The initial response to that pressure is promising: a number of donors and host country governments are exploring a commitment to ensure all children affected by the conflict are in school and learning by the end of the current academic year.
It’s a commitment which will fulfill the basic right of individual children to their education and one which will help prevent to avert the otherwise negative impacts for societies and economies across the region of continued neglect.
Delivering all children in education and learning during the current school year
Twelve international and local non-government organisations have consequently issued a call on conference participants to develop a comprehensive plan for education that delivers on that commitment by:
1. Closing the education funding gap
2. Enacting policies that guarantee access to quality education inside Syria and in host countries
3. Protecting students, teachers and educational facilities from attack
Closing the funding gap
The growing recognition among world leaders that education offers both immediate dignity and enhances the long term prospects of individuals and communities increases the prospect of raising sufficient funding to ensure every child caught up in the conflict has the opportunity to learn. In practice this will mean that donors must commit at least $1.4bn annually to education in Syria and the region.
In the refugee hosting countries this funding needs to be invested in national education systems so that they are better able to accommodate children from Syria.
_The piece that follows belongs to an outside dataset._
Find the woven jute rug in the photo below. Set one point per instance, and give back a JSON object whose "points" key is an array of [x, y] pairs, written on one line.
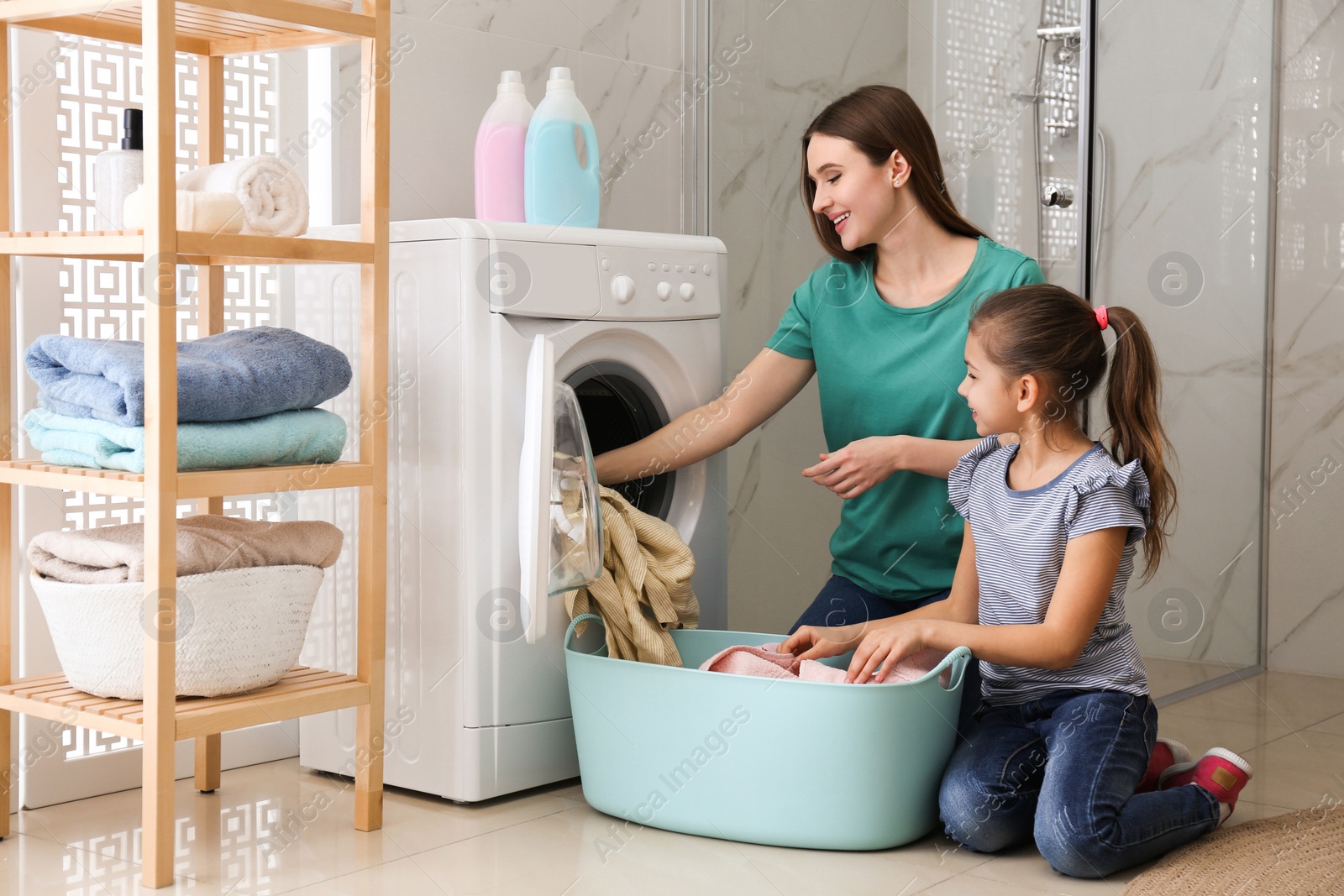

Where the formal system can’t accommodate refugee children the funding should support non-formal programmes, which will be essential if the promise of ensuring all children get to go to school this year.
Guaranteeing children’s access to education
Funding on its own will not deliver immediate access to quality education for refugee children. Money must form part of a compact that delivers changes at the national level designed to ensure that new resources can in fact be spent to scale up educational services.
Although host countries have undoubtedly done their best in the face of exceptional need and demand, they haven’t always been in a position to implement new policies and practices that deliver educational services to refugee populations in a timely manner. This includes, for instance, allowing non-government agencies to provide education when host government schools weren’t able.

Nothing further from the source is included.